With this aim in view, the French Government proposes that action be taken immediately on one limited but decisive point.
It proposes that Franco-German production of coal and steel as a whole be placed under a common High Authority, within the framework of an organization open to the participation of the other countries of Europe. The pooling of coal and steel production should immediately provide for the setting up of common foundations for economic development as a first step in the federation of Europe, and will change the destinies of those regions which have long been devoted to the manufacture of munitions of war, of which they have been the most constant victims.
The solidarity in production thus established will make it plain that any war between France and Germany becomes not merely unthinkable, but materially impossible. The setting up of this powerful productive unit, open to all countries willing to take part and bound ultimately to provide all the member countries with the basic elements of industrial production on the same terms, will lay a true foundation for their economic unification.
- To create political stability that would prevent the outbreak of a third world war in Europe.
- To create a bargaining entity of sufficient power that Europeans could push around Russia and the United States instead of constantly having to give blowjobs to the super powers.
- To enhance the economic growth of the continent through united effort.

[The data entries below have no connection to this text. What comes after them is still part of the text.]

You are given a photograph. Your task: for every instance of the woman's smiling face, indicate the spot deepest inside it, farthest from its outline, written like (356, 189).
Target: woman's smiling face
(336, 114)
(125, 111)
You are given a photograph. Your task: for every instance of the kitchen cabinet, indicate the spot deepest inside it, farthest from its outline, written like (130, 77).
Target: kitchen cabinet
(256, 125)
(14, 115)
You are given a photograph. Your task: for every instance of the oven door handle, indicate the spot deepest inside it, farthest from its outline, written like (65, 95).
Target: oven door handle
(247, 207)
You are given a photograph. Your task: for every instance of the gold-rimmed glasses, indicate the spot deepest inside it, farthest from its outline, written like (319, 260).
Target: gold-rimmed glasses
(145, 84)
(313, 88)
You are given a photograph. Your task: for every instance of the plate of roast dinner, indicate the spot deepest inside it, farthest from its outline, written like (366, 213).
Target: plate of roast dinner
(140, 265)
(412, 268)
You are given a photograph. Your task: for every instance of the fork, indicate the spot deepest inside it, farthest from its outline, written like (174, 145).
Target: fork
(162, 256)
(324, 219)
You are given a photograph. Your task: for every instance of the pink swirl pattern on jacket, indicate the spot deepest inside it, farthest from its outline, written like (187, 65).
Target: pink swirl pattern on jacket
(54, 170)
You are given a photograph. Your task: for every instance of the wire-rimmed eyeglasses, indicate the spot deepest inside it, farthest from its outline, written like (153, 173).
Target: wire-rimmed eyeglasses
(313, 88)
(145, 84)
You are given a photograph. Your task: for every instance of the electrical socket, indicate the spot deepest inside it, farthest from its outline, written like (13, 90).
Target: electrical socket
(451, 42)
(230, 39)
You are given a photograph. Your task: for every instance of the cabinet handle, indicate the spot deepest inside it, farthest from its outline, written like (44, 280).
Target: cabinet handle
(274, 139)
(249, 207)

The big countries got to be the bosses of an increasingly powerful economic and diplomatic unit, and the peripheral countries got to have a shared currency area with more with-it countries like Germany, France, and Italy and had unprecedented capital investment flow into them. Finland basically got a telecommunications industry with EU capital investment. They were rated the best country in the world by Newsweek recently and if they had not joined the Eurozone that would not have happened.
Where it all went to hell in a hand basket is where it turns out that the European Union does not actually have any of the institutions required to deal with a crisis. As recently as a couple of years ago they were shaking their uncircumsized penises at the naysayers shouting about how the might and growth of the EU had proved all their detractors wrong. But...
In times of crisis all that investment that flooded into Spain and Ireland and the rest of the periphery suddenly pulled out - which means that they were left holding wages, prices, and government mandates consistent with a medium inflation country undergoing rapid expansion under the weight of large capital inflows while in reality they had no currency in their economy and suddenly had unemployment rates in the double digits. They needed huge corrections to right themselves, and the EU simply does not have the mechanisms to do any of them. For example:
- Your core problem in Spain is that all the money went back to Germany to hide from the economic storm. You could have all your workers move to Germany to "follow the money" - except that they don't actually speak German and that is physically not an option.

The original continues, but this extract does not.